For Biorefining Enilive, a capacity of over 3 Mtpa (million tonnes per year) is expected in 2026 and over 5 Mtpa in 2030, with a growth rate of around 20%. From a financial point of view, Enilive estimates indicate a pro-forma ebida of 1 billion in 2024 and above 1,6 billion euros in 2027 thanks to the growth of biorefining capacity, the rebranding activities of service stations and the increase in the contribution of non-oil services, which is expected to be approximately 40% of the total results of retail activities by the end of the plan. While Enilive's investments will average 0,5 billion euros per year over the plan period.
Moving on to Fullness, installed renewable energy capacity will be 4 GW in 2024, over 8 GW in 2027, rising to over 15 GW by 2030. This growth is supported by a pipeline of 2 GW of projects in progress, 4 GW in high/medium maturity and an additional 15GW at low maturity. Charging points for electric vehicles will be around 24 thousand in 2024 and it is expected that they will double between 2023 and 2027. From a financial point of view, Plenitude is expected to have a pro-forma ebitda of 1 billion in 2024, increasing up to 2 billion in 2027. Investments will average around 1,4 billion per year over the plan period.

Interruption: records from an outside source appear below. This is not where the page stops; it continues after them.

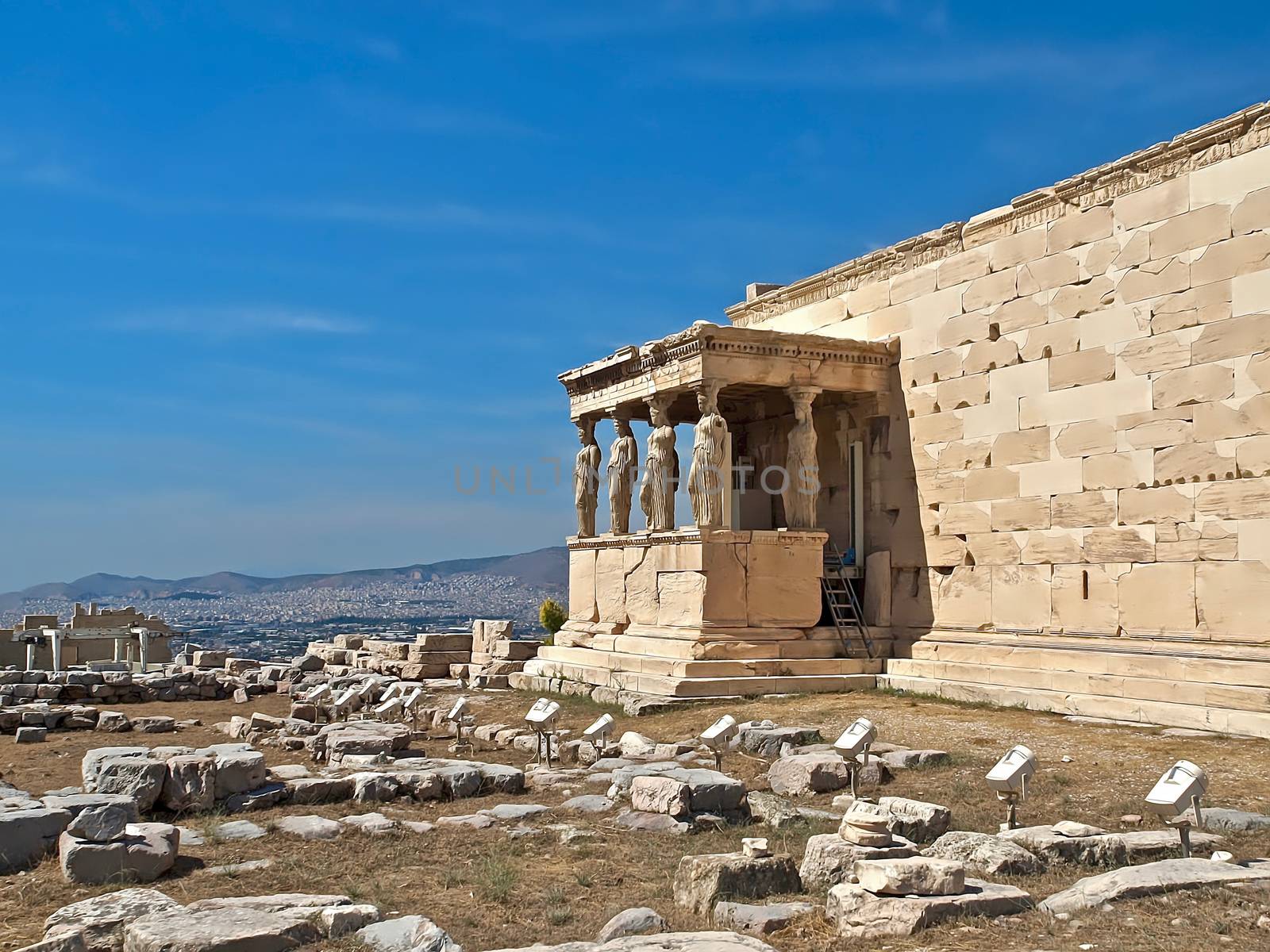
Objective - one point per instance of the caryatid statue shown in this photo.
(803, 471)
(660, 467)
(709, 460)
(622, 466)
(586, 478)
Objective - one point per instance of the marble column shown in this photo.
(622, 471)
(803, 471)
(586, 478)
(660, 466)
(710, 465)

Finally there is Versalis. “Following the losses recorded in 2023, determined by the negative scenario of the global chemical market, particularly deteriorated in Europe, Eni intends to implement a restructuring plan”, announces the company, explaining that Versalis, also through the acquisition of control of Novamont in 2023 it is committed to a transformation and repositioning of its business towards specialized products such as bio-based chemistry and circularity, in line with the evolution of the strategic context of the business. These measures will allow EBITDA to break even in 2025 and a positive EBIT by 2026, with a significant improvement of over €600 million for the group.